Anderson hears the garage door go up and down. Walking to the phone, he kicks off his shoes, and picks up the receiver until it starts beeping. He wants to call Coley, but doesn't have anything new to tell her, nothing that will make her feel better. He puts the receiver down.

The bag of baby Snicker bars Michelle bought for trick-or-treaters sits on the table, and he tears into it, wanting something to tide him over until morning. Outside the storm has started in earnest. Tree limbs scrape against the window, the only noise in the room. When Donna was alive, he wished that they would never fall out of love, that their relationship would remain young and happy. He got his wish.

Anderson lies on the couch. On the silent TV, a girl keeps crying, a man comforting her. He's seen this movie before and knows the man is telling the girl that what she's seen isn't real, that nothing out there is going to hurt her. She'll be just fine, no need to worry, though Anderson can't think of a single reason she would have to believe him.

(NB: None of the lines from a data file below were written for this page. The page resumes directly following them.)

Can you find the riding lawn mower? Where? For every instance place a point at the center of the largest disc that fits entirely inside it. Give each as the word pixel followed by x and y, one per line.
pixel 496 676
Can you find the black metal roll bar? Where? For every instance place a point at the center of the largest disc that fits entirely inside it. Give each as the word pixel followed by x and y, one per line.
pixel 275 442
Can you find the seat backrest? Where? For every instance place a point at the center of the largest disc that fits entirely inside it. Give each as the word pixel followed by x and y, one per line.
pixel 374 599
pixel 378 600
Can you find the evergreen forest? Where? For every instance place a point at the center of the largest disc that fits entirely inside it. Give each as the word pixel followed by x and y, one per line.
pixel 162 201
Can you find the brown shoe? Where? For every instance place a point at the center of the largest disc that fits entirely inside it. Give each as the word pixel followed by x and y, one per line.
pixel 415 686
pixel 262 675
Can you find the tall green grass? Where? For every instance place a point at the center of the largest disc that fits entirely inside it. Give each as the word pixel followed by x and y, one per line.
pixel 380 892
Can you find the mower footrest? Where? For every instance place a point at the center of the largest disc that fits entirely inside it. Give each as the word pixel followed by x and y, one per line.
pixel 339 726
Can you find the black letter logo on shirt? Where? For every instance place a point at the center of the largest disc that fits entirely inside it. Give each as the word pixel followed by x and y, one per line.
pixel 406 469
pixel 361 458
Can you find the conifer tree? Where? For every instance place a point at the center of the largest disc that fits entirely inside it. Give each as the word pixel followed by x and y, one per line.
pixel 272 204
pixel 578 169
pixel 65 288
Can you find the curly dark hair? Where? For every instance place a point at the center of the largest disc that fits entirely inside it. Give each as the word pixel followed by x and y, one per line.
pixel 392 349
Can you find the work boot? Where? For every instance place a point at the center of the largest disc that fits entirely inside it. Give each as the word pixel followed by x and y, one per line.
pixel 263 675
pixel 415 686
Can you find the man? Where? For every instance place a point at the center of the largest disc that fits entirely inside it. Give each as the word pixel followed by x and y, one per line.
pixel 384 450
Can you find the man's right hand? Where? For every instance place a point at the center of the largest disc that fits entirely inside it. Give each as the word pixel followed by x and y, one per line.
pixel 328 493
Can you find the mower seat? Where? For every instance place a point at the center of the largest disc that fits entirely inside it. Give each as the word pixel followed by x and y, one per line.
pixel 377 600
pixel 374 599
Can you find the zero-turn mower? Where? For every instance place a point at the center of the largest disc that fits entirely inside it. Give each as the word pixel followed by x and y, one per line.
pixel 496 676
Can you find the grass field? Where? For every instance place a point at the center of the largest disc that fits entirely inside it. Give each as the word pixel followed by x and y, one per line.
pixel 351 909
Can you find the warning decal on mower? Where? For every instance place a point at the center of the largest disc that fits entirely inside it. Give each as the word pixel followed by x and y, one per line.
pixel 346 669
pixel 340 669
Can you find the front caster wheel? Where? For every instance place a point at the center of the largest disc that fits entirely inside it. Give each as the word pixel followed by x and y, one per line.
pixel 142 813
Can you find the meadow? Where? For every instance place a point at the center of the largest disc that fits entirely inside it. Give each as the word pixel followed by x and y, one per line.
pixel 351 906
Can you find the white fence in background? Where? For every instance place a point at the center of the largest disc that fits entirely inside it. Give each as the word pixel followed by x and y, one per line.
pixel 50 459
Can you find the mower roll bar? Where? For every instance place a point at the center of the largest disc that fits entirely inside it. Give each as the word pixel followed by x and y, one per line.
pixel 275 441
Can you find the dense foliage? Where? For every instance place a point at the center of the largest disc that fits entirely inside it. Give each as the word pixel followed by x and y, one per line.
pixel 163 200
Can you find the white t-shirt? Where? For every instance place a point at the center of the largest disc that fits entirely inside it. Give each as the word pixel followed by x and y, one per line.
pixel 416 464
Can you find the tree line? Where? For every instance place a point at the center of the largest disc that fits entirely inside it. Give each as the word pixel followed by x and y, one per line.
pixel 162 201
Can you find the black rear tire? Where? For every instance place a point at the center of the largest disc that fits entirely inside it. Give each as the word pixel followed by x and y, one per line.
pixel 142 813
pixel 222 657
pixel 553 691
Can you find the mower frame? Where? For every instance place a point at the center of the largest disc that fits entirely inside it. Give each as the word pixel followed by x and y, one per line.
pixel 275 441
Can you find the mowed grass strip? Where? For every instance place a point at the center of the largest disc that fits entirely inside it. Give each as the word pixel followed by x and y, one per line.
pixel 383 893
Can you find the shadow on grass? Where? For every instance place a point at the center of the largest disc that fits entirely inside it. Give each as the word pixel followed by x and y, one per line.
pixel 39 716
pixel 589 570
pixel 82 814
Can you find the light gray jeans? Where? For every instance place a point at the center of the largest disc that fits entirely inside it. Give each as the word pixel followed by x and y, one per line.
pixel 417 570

Michelle's Spell of the Day
"Cease your folly and give up for lost what you see is lost.” Catullus

Cocktail Hour
Drinking memoir suggestion: Three Dog Life Abigail Thomas

Benedictions and Maledictions
Happy Tuesday!

9 comments:

Bder said...

Hello my darling,
You don't know I love you or I am addicted you so much.
I am intersted in reading you blog every day because of yours

I would like to meet you one day.

You have to know that one who I am , love you more than my self.
everything you have is so cute
you are not cute
but the cute is you , follow what I mean

Milions of kiss for you xxxxxxxxxxxxxxxxxxxxxxxxxxxxxxxxxxxxxxxxxxxxxxxxxxxxxxxxxxxxxxxxxxxxxxxxxxxxxxxxxxxxxxxxxxxxxxxxxxxxxxxxx

Brianinmpls said...

Paper, rock scissors?

I generally liked this one although
Some points in this the emphasis and added details in the dialog takes away from what you are trying to say it robs it of the power of your words and thoughts. If that makes sense?

Charles Gramlich said...

I think you can't really say "enjoyable" to a piece like this. But it was very effective. It left behind a mood. The emotions are handled extremely well. I still like the kids much better than the adults. They seem infinetely more mature in many ways here.

Anonymous said...

Kroger: Right store, right price. And please don't squeeze the Charmin!!!!

the walking man said...

No, not the last installment...C'mon Coley is a story all in herself. I would like to know how she got from where you left her to how she got to Josh.

But all in all I think that Anderson was moving too fast to soon and not aging as gracefully as I am for example. But for a short it works well in the telling of a slice of a characters life most of us are familiar with.

Peace

mark

Anonymous said...

That's what I call an erupting volcano, if you know what I mean.

Anonymous said...

Nice set of legs there!

Anonymous said...

Would you honor us with a version of Vanity Fair's "Proust Questionnaire" that the Walking Man has hit on, Michelle? I for one would be fascinated by your answers. God bless you.

Whitenoise said...

Intriguing. Set the hook, reeled me in, left me wanting more.